I will have to admit, though, that now, at level 61, having killed Crewmerax two dozen times or whatever, all that's left is the elusive cyan weapons and straight up comparing numbers. Still, that's after well over 50 hours of play, so I'd say I got my money's worth.
Maybe I'll add you on xbox and we can hit that up sometime.
Anyway, great read!
PS - Tags work, you just have to close every paragraph, since they don't work between line breaks.
Tags fixed.
Being able to disassemble weapons would suck for loot. Suppose you find a nice, powerful rifle, and then another "decent" one but rocking a monster of a scope. As it is that's two "keepers" and you're still on the lookout for a gun that's got the best qualities of both. If you could just yoink the scope off the one gun and install it on the other, you've boosted yourself to the best weapon of its class until you find something higher-level. The satisfaction there would be so short-term.
The story's not much but the characters in it are awesome. Missing out on the crazy things Scooter, Tannis, and that rogue Claptrap say is not alright.
I really enjoyed it but you nailed those criticisms.
Why no flamethrower, or an acid thrower? (they obviously have the animations for burning and melting baddies) The RPGs sucked to hell too, a tracking system would have worked wonders. I don't think I ever used a pistol, a revolver, an energy weapon or a shotgun regularly. Rifles and SMGs were all too sufficient.
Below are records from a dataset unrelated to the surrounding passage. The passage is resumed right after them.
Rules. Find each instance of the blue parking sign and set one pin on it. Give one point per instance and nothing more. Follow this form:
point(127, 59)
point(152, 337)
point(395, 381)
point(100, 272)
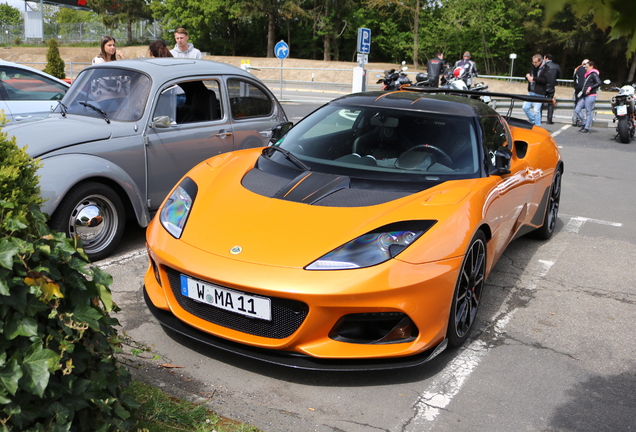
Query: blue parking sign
point(281, 50)
point(364, 40)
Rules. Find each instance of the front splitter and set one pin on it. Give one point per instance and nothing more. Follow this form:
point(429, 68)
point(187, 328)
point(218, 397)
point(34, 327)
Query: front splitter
point(290, 359)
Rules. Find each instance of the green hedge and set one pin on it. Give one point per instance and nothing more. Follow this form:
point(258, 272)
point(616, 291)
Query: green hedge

I'd rather what you said about parts for weapon upgrades and using the experience rewards as just upgrades for your ability. Making the turret mobile or maybe open up a Picture in Picture to control where it shoots.
It is still possible to have big open environments while also changing things enough so that it looks different. I don't see how saying the environment changes drastically every load screen is a bad thing. It means the world has more flavor to it and variety instead of gray desert, gray desert, brownish gray desert.
Your critique for detachable parts isn't very consistent with why you like regular loot in the first place. How is finding a shotgun that does 250 damage instead of 230 damage (or other small upgrades) any different than taking great parts of some guns and adding it to others? It's the same level of enjoyment really, and its not like the current loot system is that much more satisfying.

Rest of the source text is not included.